It now appears certain that the Republican majority in the US Congress will pass a massively regressive package of tax cuts, with a cut in the rate of company tax as its central feature. Unsurprisingly, this news has produced a revival of the Turnbull government’s proposal to offer similar cuts here.

The primary claim put forward in support of company tax cuts is that they will lead to an increase in investment, or at least prevent the loss of foreign investors to the lower-tax regime being proposed by Trump and the US Republicans. According to Scott Morrison, quoting research from the Commonwealth Treasury, if we fail to follow the US lead we will be a less competitive destination for foreign investment.

The obvious question is whether higher foreign investment will benefit Australia or simply generate additional profits for the overseas investors.

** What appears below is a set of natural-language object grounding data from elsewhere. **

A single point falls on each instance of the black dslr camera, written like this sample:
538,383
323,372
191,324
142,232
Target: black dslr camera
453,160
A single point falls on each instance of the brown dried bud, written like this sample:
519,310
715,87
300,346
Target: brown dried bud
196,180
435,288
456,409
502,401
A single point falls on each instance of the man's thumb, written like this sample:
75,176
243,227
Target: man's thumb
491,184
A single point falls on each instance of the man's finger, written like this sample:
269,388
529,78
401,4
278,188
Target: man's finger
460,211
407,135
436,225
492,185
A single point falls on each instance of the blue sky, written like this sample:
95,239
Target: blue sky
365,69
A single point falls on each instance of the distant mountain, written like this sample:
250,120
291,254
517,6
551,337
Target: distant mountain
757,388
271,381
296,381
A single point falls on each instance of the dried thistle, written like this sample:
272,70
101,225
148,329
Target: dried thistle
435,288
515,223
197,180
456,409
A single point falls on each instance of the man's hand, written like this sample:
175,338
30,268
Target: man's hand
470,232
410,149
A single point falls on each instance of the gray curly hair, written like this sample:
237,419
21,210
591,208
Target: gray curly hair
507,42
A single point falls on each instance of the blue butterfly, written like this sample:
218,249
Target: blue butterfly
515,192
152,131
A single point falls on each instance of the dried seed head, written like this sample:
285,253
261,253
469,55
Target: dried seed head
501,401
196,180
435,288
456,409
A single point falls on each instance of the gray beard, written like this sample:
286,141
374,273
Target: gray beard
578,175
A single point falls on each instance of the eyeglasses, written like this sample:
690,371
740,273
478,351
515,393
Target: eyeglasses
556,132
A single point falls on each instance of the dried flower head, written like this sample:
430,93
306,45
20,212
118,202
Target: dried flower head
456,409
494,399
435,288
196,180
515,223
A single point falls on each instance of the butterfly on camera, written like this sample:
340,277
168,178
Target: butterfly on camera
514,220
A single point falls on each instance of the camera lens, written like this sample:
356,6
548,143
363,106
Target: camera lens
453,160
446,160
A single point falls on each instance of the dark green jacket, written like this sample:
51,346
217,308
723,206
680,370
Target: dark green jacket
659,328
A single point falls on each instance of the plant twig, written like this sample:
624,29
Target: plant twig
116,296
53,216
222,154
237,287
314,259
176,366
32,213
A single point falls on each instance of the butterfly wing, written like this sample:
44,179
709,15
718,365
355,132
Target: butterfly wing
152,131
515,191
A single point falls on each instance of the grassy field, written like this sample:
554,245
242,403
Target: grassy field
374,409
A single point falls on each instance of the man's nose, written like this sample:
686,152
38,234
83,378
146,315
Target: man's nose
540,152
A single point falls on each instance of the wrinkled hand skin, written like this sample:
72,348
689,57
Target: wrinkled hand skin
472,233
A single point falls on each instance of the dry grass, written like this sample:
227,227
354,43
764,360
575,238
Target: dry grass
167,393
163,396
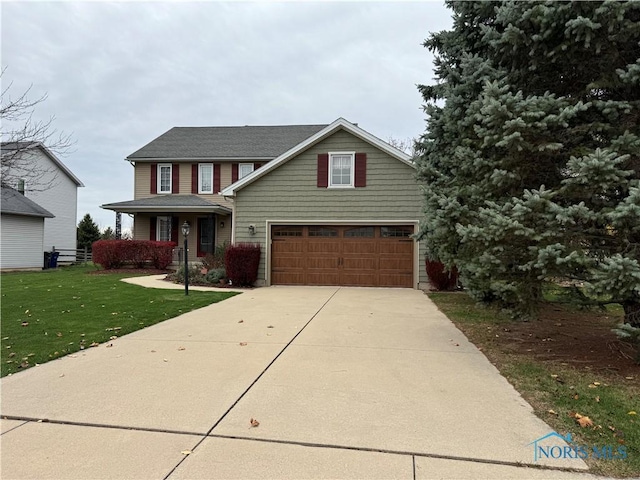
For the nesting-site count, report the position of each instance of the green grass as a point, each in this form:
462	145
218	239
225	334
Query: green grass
559	388
49	314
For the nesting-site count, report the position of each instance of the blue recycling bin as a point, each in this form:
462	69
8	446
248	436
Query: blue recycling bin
53	261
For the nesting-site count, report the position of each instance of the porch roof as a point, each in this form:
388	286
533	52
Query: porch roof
167	204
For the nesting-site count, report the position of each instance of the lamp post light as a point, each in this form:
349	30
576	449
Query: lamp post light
185	233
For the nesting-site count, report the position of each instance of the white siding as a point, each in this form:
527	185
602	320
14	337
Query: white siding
61	200
21	242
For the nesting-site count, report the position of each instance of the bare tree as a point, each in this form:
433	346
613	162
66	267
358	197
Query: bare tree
407	145
20	134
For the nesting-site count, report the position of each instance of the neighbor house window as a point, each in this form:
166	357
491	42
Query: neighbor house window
164	178
341	169
163	229
245	169
205	178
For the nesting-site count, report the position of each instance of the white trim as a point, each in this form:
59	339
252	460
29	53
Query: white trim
377	222
200	165
240	176
340	123
352	173
159	168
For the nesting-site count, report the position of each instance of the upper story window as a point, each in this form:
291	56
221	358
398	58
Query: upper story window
164	178
341	169
244	169
205	175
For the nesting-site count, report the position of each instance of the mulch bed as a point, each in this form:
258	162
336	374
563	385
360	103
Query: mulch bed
582	339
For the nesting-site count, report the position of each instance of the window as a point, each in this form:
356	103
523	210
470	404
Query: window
323	232
205	182
341	169
163	229
245	169
164	178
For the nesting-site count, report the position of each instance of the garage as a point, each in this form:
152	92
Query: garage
350	255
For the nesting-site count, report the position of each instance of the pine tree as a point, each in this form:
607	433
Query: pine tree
87	232
531	158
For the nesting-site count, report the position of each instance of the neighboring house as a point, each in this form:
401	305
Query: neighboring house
54	187
329	204
21	232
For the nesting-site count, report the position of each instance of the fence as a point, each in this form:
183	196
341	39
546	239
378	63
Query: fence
69	256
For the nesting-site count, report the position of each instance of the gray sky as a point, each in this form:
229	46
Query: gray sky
119	75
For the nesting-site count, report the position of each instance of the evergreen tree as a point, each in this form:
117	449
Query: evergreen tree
531	158
87	232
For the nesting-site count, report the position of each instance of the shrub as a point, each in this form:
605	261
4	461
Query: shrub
241	262
214	275
439	277
116	253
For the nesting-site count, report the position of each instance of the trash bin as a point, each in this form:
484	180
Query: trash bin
53	263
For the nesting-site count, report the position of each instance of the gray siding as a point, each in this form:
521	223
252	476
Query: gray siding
21	242
289	193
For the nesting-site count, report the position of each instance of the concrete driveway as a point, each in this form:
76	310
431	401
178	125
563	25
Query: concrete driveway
344	382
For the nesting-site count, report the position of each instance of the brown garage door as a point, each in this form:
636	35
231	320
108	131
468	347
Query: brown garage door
371	256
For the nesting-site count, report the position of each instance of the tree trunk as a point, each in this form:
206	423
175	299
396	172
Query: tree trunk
632	313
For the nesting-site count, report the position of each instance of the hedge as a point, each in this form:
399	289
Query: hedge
241	263
140	253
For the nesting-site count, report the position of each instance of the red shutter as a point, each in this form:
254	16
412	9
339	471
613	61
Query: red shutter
154	178
216	178
194	178
323	170
174	229
152	228
175	178
361	170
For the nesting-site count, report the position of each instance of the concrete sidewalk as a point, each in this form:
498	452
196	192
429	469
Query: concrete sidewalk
345	382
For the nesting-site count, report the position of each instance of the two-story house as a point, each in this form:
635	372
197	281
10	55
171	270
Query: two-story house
329	204
38	174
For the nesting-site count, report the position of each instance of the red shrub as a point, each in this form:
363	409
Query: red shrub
439	277
241	263
116	253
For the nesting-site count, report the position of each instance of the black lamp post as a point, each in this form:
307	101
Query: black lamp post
185	233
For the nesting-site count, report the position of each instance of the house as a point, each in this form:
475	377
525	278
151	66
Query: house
42	177
22	231
329	204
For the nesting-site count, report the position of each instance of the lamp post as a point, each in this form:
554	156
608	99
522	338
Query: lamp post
185	233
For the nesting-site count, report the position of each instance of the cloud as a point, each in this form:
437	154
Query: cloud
120	74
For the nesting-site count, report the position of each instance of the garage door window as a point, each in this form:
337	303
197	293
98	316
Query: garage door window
394	232
322	232
366	232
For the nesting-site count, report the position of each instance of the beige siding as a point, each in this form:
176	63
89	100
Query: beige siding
290	193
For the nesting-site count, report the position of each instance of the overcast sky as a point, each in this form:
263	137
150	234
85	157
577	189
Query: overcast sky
119	75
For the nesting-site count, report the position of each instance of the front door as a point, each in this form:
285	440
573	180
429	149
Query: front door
206	235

Unfortunately, the research findings quoted by Mr Morrison tell us nothing about this question. The headline result is that lower company tax will lead to higher gross domestic product, but GDP is irrelevant in this context.

That’s because GDP takes no account of the flow of earnings to foreigners (that’s where the D for Domestic comes from) or from the additional depreciation needed to service a larger capital stock (that gives us the G for Gross). And of course what matters in the end is not output (P for Product) but income and consumption. To sum up, there are only three things wrong with GDP as a measure of economic welfare: it’s Gross, it’s Domestic, and it’s a Product. As far as the national accounts are concerned, the relevant measure is net national income, the income that is actually received by Australian households.

There’s nothing new about this point. I made it in response to the Henry Review of the Tax system, back in 2010. More recently, the same observation has been made by former Reserve Bank Deputy Governor Stephen Grenville and, in the context of the Republican Party’s proposed tax cuts, by leading US economist Paul Krugman. Such repetition of long-refuted errors is characteristic of the zombie phase of neoliberalism which began with the Global Financial Crisis.

Yet the main Treasury analysis of cuts in company tax rates focuses mainly on GDP. The headline result is that company tax cuts, funded by a hypothetical “lump sum” tax would raise GDP by 1.2%, or more than $20 billion a year. Careful reading however, shows that the vast majority of this increase would be lost, either as profits flowing overseas or as costs incurred in maintaining a larger capital stock. Moreover, the notion of a “lump sum” tax is nonsense, used by modellers when they want to avoid specifying how a tax cut will be paid for, but non-existent in practice.

Buried in the report we find a more relevant model run, that of a company tax cut financed by an increase in personal taxes and a more relevant measure of benefits, the percentage increase in household welfare. This is estimated at a mere 0.1%, a couple of dollars a week for a household on $100,000 a year.

All of this is based on a model of long-run outcomes in a smoothly functioning economy, where capital investments adjust in response to the company tax cuts, leading to increases in labour productivity, which in turn flow through to households in the form of higher wages. There are an awful lot of steps in that process, leading to the question: how long is the long-run?

The Treasury modellers don’t even attempt to answer this question, but the redoubtable Paul Krugman has tackled the first one, for the case of a typical developed economy (he’s talking about the US, but his parameters work for Australia). Krugman estimates that the rate of of convergence of the capital stock at around 6% a year. That means that about half the adjustment will be completed 12 years after the tax cut is introduced, and around 75% after 25 years. Given the minimal expected increase in Net National Income, it’s only after this point that we could anticipate any net gain for Australia.

The second part of the process raises even bigger problems. For most of the 20th century, increased labour productivity generated higher wages exactly as the Treasury assumes. But the experience of the 21st century has been markedly different. Productivity has risen but wages have not.

In the unlikely event that everything works the way the Treasury modellers expect, the mythical average Australian will be better off by an undetectable 0.1% in 25 years or so. Meanwhile, the corporate beneficiaries of the tax cut will be massively better from day one, before they invest a dollar more or hire a single additional worker. It’s not hard to see who the government is working for, here or in the United States.